ODSC Speakers 17/72

ODSC Speakers 17/72


DR. HASAN, SADID

Topic : MOVING ANALYTICS TO THE FOG VIA MOBILE DEVICES

Abstract: Humans use language as a way to express their feelings and communicate with each other. Due to the rapid growth of unstructured electronic data over the last decade, Natural Language Processing (NLP) has become one of the most important technologies of this information age. , the ever ever increasing demand for Electronic Health Record (EHR) clinical free text documents has urged the need to build novel clinical NLP solutions towards concepts of across the care continuum. Recently, Deep Learning (DL) techniques have performed superior performance over the traditional Machine Learning (ML) techniques for many different NLP tasks. DL models are able to automatically learn representations of data and thus, do not require any traditional domain-specific feature engineering.This observation will be a brief overview of various DL-driven clinical NLP applications developed in the Artificial Intelligence lab at Philips Research North America – such as diagnostic inferencing from unstructured clinical narratives, clinical paraphrase generation, adverse drug event (ADE) detection from social media data, question generation towards building interactive systems, and medical image caption generation.

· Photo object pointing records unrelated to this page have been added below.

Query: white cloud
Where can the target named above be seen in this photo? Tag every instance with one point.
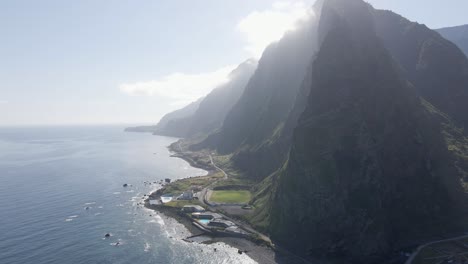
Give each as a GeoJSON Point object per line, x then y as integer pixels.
{"type": "Point", "coordinates": [264, 27]}
{"type": "Point", "coordinates": [179, 88]}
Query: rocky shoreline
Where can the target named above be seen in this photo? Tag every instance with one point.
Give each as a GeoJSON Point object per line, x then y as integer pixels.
{"type": "Point", "coordinates": [259, 253]}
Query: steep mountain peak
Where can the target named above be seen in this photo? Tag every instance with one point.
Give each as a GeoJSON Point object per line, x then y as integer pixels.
{"type": "Point", "coordinates": [368, 168]}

Bio: He is a Senior Scientist at the Artificial Intelligence Laboratory in Philips Research North America, Cambridge, Massachusetts. His research interests span a wide range of topics in the areas of Computational Linguistics, Natural Language Processing (NLP), Artificial Intelligence, and Machine Learning. I currently focus on solving problems related to Clinical Question Answering, Paraphrase Generation, and Medical Image Caption Generation using Deep Learning.

Before joining Philips, he was a Post Doctoral Fellow at the Department of Mathematics and Computer Science, University of Lethbridge, Canada. He wins his PhD. In May, 2013 in Computer Science (with a focus in Computational Linguistics, Natural Language Processing, Machine Learning) at the University of Lethbridge. My PhD. Prepared as “Complex Question Answering: Minimizing the Gaps and Beyond”. His doctoral committee members were: Yllias Chali, Dragomir Radev, Guy Lapalme, Sajjad Zahir, Kevin Grant, and Howard Cheng.